Fox // 2010 // 112 Minutes // Rated R
Reviewed by Judge Gordon Sullivan // January 24th, 2012
Nothing is more dangerous than the truth.
Everyone who passes high school history learns that slavery was abolished around the time of the American Civil War (with the Emancipation Proclamation, the end of the war, or the Fourteenth Amendment; take your pick). Typically, that's where talk of slavery ends, at least in American classrooms. However, if you want to really depress yourself, look up Amnesty International's statistics on modern slavery. Sure, nowadays we call them "prostitution rings" or "sex trafficking," but fundamentally slavery has not gone away. Despite its ubiquity, little can be done about the practice. Governments don't want to get involved because of the expense of investigations that often prove fruitless. When government contractors are involved, there's even less motivation to investigate the practice. That is, unless someone puts the pressure on. The Whistleblower is the story of one such woman, a United Nations peacekeeper who spoke out against a sex trafficking ring. Though it's buoyed by some excellent performances, the script can't shake some structural problems that lead to a film with some wasted potential.

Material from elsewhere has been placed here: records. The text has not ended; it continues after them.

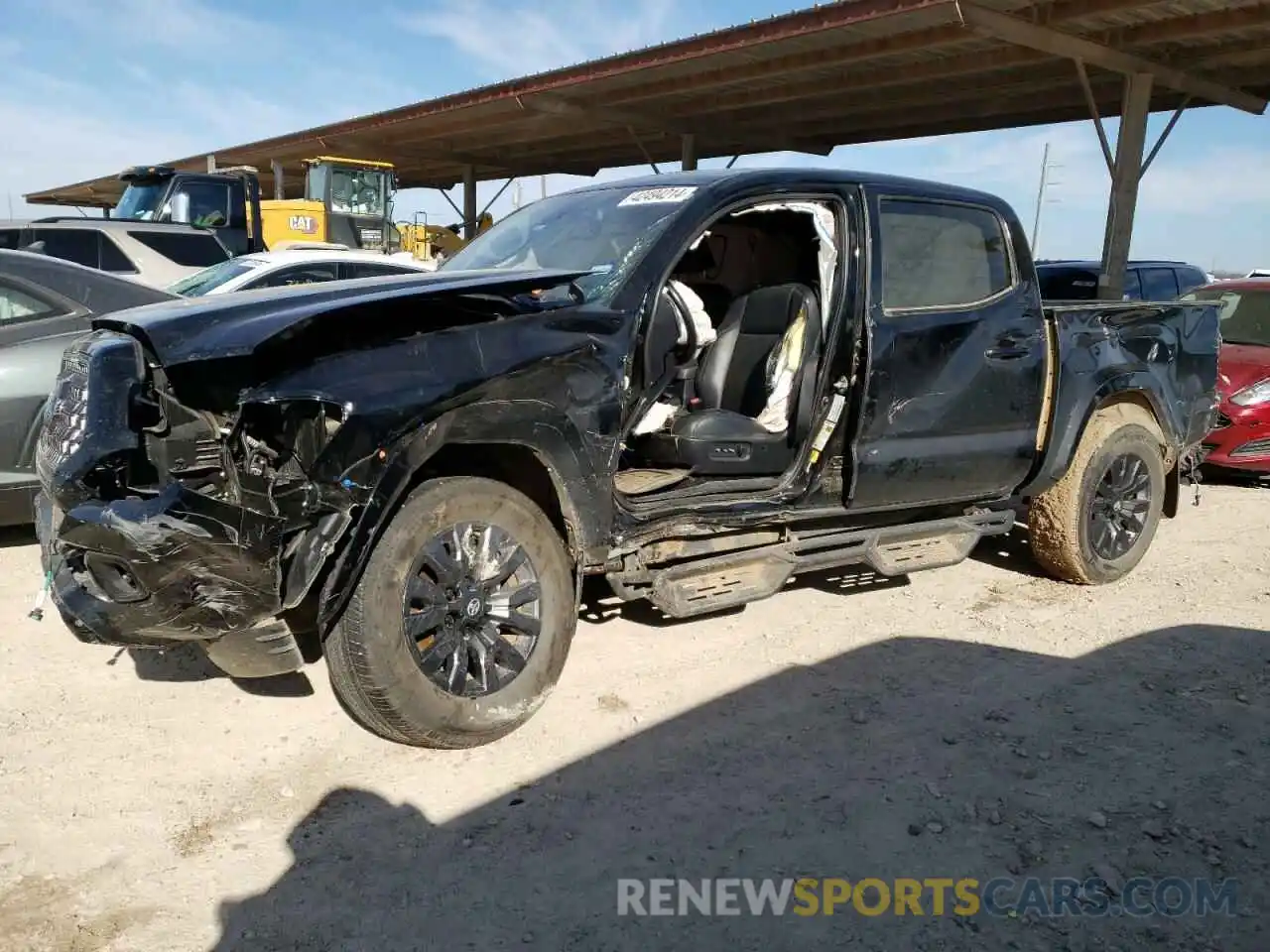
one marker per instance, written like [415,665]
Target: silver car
[45,303]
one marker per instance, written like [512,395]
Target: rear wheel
[1098,521]
[462,620]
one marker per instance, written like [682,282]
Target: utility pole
[1046,166]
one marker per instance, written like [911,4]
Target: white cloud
[187,79]
[507,41]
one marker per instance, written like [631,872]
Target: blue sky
[91,86]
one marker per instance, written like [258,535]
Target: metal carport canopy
[808,81]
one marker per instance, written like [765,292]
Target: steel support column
[468,202]
[689,153]
[1125,177]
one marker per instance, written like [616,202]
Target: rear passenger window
[79,245]
[113,259]
[1189,280]
[300,275]
[1159,284]
[356,270]
[942,255]
[19,306]
[183,249]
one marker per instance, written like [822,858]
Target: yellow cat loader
[345,202]
[436,241]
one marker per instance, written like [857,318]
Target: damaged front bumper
[149,567]
[173,569]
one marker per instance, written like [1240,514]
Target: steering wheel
[686,350]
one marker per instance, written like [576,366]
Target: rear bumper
[172,569]
[1241,439]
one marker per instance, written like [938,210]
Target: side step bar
[711,583]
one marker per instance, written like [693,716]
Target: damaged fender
[583,497]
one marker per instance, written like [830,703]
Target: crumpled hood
[1241,366]
[238,322]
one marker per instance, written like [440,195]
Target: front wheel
[1096,524]
[462,620]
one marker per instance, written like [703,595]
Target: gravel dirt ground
[976,721]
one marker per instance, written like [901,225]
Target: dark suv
[1143,281]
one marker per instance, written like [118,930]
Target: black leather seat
[719,434]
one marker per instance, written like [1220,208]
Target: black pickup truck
[413,475]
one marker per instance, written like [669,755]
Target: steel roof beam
[1046,40]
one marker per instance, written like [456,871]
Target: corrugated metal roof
[838,73]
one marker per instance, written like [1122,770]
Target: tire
[1062,529]
[377,671]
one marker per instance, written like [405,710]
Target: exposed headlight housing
[1254,394]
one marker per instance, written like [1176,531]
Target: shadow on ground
[907,758]
[190,662]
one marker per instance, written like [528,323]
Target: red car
[1241,439]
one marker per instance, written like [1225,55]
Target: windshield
[140,200]
[1245,313]
[358,191]
[209,278]
[603,232]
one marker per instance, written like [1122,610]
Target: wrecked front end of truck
[195,484]
[160,524]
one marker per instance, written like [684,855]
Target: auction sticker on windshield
[659,195]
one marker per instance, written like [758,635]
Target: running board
[714,583]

Kathryn Bolkovac (Rachel Weisz, The Fountain) is a cop from Nebraska with a terrible home life. She volunteers to be involved in the U.N.'s peacekeeping efforts in Bosnia. There, she uncovers a sex trafficking operation with ties to a U.S. defense contractor. Unable to keep silent, Kathryn begins the thankless job of becoming The Whistleblower.
These kinds of hot-button issue films can be a bit tricky, especially when they're thrillers. Obviously there's a need to remain true to the story that inspired the film, especially when it's a story about something as significant as human trafficking. However, there's also a need to ensure that the film is compelling as well, and real life rarely conforms to the kind of three-act structures we expect of modern films, especially thrillers. Thus, filmmakers are always riding the line between changing enough to make everything interesting, while not changing so much that their film bears no resemblance to the original story that was so compelling in the first place.
The main problem with The Whistleblower is that it doesn't quite know how to ride that line appropriately. Rather than going straight for the thriller angle and dropping us right into place in Bosnia, the film squanders its first act setting up Kathryn's crumbling stateside life. Yes, it's important that she has a child. Yes, it's important that she's divorced and will not have custody. I'm sure these things help establish her character and connect her to her real-life counterpart. However, we've seen too many moments like these in other films, so no matter how true to life they really are they feel forced here. They also keep us from the real action, which is the way that Kathryn is going to find and expose the prostitution ring.
Luckily, the story is so compelling that it generally overcomes the initial missteps in the plot. The idea of sex trafficking (especially of minors) is chilling enough to immediately up the stakes once Kathryn gets to Bosnia. Once we know the extent of the ring and the hoops through which Kathryn will have to jump, our involvement as an audience immediately increases as well. Once The Whistleblower really has us, it doesn't let up until the end; it's just unfortunate that it takes so long to get us to that point of no return.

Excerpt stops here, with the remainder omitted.